見守りチーム サブ・マネージャー 加賀山知絵

 
最近、お墓を巡る困りごとが増えています。といっても、いつか自分が入る予定の「お墓」の話ではなく、結果的に継承してしまっているお墓、その墓じまいのお話です。背景には、祭祀承継者が決まっていないことや、墓じまいの方法が不明なまま放置されていることがあります。こうした問題は、残されたご家族に大きな負担となってしまいます。

 「いつかは…」と思いながら、つい後回しになりがちな墓じまい。 けれど、いざ動き出してみると、手続きは多く、時間も手間もかかるものです。
 
 私が関わったある事例でも、印象的な出来事がありました。 ある日、お客様のもとに寺院と霊園から管理費・護持費の滞納通知が届きました。「どうしたらよいか」とご相談を受けました。
 まずは寺院と霊園に事情を聞き取り調査。すると、故人が承継していた先祖代々の墓があることが判明。霊園の記録や寺の台帳、実際の墓の状況を照らし合わせ、納骨されている方々を特定した結果、4つの墓に合計17名が納骨されていることがわかりました。
 今後これらすべてを管理していくのは現実的ではないため、お客様は墓を1箇所に統合する決断をされました。 墓石の撤去費用、管理費、名義継承手続き、ひとつずつ丁寧に調査を重ね、最終的に統合先を1つの霊園に決定されました。

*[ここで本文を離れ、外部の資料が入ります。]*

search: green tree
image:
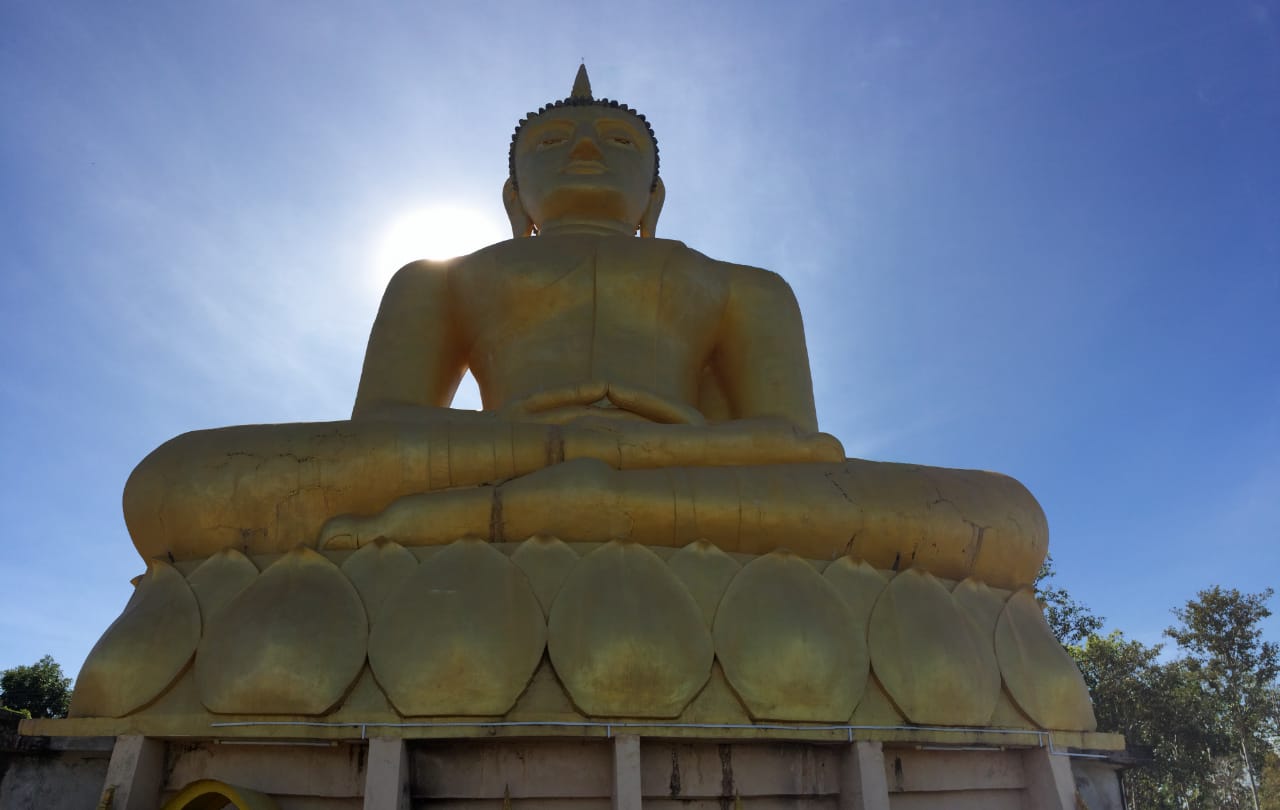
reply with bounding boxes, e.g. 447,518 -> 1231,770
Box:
1070,632 -> 1229,808
0,655 -> 72,719
1035,554 -> 1104,646
1166,587 -> 1279,810
1033,571 -> 1279,808
1259,750 -> 1280,810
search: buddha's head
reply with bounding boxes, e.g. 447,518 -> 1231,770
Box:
504,65 -> 665,238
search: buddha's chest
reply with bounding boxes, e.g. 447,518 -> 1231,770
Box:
456,239 -> 727,352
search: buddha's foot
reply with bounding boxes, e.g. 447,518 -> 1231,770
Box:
319,485 -> 494,550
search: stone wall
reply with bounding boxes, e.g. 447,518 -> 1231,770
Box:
0,732 -> 113,810
3,733 -> 1126,809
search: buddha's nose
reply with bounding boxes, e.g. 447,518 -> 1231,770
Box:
569,137 -> 604,161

 行政手続きも一筋縄ではいきません。改葬許可の取得には多くの書類が必要で、自治体や霊園が代理取得してくれる場合もあれば、自力で集めなければならないこともあります。行政手続きの専門家の力も借りながら、石材店への墓石撤去の依頼、費用の精算、そしてすべてのお骨の改葬を経て、ようやく墓じまいが完了しました。
 少子化の影響もあり、一族の中で「最後に残ったひとり」が墓の管理をするケースは、今後ますます増えていくと感じています。 お墓の管理は、精神的にも経済的にも負担が大きくなりがちです。だからこそ、元気なうちに情報を集め、計画を立てておくことが大切です。
 あるお客様はこうおっしゃいました。 「明日でいいわ、はダメなんだ。先送りにしても大変なだけ。」
 その言葉には、経験からにじみ出る重みがあります。 お墓のことも、将来の財産の引継ぎと同じように、早めに向き合うことで、ご自身にもご家族にも、心のゆとりが生まれます。